Pelo retrovisor do carro, avistei-a outro dia caída sobre um desses canteiros gramados, bem aqui perto do Palácio, mais uma vez rodeada de populares, mais uma vez babando, mais uma vez sofrendo, mais uma vez socorrida. Essa mulher está morrendo às nossas vistas e nós, impassíveis, assistimos agoniados e fartos de tanto descaso. Um dia desses ela bate a cabeça, morre e vai como indigente para o IML. Nós vamos para casa, para o conforto de nossos lares, aliviados por não mais nos depararmos com aquela mulher revirando os olhos em nossa cara; dormiremos impunemente e não se fala mais nisso.
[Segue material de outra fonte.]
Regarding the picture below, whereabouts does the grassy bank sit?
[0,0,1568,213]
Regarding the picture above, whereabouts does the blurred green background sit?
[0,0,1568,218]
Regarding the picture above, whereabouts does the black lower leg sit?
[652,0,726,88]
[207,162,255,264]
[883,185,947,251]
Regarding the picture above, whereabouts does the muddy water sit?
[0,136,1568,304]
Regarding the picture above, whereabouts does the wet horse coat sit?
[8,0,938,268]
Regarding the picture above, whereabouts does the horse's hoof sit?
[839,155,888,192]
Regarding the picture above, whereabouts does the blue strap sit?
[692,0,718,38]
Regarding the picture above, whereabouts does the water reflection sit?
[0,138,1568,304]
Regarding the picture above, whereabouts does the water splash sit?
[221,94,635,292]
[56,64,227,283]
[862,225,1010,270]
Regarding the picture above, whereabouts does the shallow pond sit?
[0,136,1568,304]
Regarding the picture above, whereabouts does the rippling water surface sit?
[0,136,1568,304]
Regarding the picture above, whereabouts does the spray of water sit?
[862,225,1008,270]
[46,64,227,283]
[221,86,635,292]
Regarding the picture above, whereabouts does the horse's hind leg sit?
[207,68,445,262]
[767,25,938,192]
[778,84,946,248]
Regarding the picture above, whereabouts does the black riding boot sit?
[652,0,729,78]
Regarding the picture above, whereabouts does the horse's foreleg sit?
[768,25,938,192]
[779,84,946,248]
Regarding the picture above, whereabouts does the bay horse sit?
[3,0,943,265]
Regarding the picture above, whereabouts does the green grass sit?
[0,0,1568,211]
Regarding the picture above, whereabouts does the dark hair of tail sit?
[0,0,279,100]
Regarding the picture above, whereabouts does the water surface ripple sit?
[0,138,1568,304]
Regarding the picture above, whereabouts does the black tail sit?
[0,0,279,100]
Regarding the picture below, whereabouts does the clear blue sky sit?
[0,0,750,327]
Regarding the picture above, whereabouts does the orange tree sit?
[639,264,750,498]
Nem sei o nome dessa pobre senhora. Mesmo se soubesse, não divulgaria aqui neste artigo de jornal, pois basta o constrangimento que ela é obrigada a sofrer a cada queda. Ela é bem conhecida, popular, é a “mulher epiléptica”, aquela que cai todo dia. Se alguma autoridade se interessar pelo caso, mesmo que seja para conseguir um votinho nas eleições de outubro, basta ficar ali pelas imediações do shopping, próximo à Secretaria de Saúde, pois é naquele trecho que ela costuma desabar. Se qualquer candidato a vereador ou a prefeito fizer essa caridade, prometo que dou-lhe meu voto. O máximo que posso fazer, como cidadão, é escrever este artigo, visto que não tenho condições de levá-la para minha casa. Se nada disso resolver, vou pedir a ela para começar a dar suas crises de epilepsia na porta dos órgãos públicos. Talvez uma autoridade escorregue na sua baba e resolva fazer alguma coisa.
*Dídimo
Heleno Póvoa Aires – advogado e escritor.